A Self-Homing Liposomal Nanobot for Active Therapy of Glioblastoma

Glioblastoma (GBM) remains a substantial obstacle in therapy since the blood–brain barrier (BBB) and tumor microenvironment (TME) severely prevent the access of most exogenous therapeutic agents to the central nervous system. Overcoming this dual defense established by BBB-TME is a critical challenge in GBM therapy. Here, we present a glucose oxidase (GOD)-powered liposomal nanobot (lipoNbot) to breach the BBB-TME through self-homing navigation guided by the acid and glucose in TME—a mechanism rooted in the regulation of GOD activity, with optimal performance in acidic environments to actively deliver drugs for GBM chemotherapy. The lipoNbot features an asymmetric structure composed of GOD-modified cancer cell membranes and γ-glutamylated lipids, which synergistically enhance BBB-TME penetration through chemotactic diffusiophoresis and γ-glutamyl transferase (GGT)-mediated transcytosis.

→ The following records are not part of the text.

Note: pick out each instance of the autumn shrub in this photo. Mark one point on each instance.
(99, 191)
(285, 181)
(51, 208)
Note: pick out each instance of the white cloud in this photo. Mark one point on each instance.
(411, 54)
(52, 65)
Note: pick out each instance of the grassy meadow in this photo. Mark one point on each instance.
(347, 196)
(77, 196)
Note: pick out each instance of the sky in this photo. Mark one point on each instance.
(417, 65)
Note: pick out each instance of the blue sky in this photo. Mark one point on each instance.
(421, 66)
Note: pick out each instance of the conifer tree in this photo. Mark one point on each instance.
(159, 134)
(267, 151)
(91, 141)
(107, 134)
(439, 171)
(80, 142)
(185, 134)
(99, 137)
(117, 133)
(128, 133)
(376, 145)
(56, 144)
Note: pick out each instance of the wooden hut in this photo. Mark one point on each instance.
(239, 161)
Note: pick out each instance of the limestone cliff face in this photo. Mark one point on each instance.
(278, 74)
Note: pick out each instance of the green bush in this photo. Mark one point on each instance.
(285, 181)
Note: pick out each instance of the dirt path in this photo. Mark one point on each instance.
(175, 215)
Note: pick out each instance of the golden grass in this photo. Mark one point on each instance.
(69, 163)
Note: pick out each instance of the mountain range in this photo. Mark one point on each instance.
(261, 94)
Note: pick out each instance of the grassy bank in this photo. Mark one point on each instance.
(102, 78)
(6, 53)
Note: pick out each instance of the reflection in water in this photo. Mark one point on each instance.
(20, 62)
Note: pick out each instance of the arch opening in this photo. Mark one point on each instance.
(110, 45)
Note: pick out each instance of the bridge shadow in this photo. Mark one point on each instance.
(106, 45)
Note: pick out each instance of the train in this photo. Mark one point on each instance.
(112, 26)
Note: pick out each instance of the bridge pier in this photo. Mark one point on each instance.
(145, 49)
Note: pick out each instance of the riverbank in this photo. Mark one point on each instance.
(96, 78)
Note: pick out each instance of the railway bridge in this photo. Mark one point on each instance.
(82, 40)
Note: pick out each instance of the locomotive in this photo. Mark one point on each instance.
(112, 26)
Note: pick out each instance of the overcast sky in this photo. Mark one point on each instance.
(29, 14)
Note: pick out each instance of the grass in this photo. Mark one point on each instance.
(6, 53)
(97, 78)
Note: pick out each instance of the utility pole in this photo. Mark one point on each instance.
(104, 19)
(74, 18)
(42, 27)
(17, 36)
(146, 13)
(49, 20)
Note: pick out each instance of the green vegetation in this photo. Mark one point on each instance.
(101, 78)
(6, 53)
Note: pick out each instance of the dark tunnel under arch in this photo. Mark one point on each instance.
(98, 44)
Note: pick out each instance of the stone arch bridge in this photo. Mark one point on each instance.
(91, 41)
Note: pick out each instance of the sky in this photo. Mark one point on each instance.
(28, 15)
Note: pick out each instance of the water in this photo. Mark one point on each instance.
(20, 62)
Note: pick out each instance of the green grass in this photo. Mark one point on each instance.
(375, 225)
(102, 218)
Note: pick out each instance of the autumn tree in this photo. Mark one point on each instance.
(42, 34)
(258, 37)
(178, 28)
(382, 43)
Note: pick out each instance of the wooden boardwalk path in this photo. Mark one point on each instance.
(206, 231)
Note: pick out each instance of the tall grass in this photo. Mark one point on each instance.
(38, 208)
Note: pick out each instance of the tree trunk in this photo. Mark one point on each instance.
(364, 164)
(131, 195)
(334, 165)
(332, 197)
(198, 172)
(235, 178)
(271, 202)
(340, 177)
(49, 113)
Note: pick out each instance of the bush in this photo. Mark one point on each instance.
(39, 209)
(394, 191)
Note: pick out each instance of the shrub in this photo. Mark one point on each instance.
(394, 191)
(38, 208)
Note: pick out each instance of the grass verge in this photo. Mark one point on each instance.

The proton sponge effect facilitates lysosomal escape for BBB traversal. In vivo investigation indicates that lipoNbots achieve a 4.3-fold increase in delivery efficiency. Such a lipoNbot poses the specific biochemical cues of GBM for self-homing navigation, establishing a proof-of-concept framework utilizing the pathological features for active therapy of central nervous system diseases.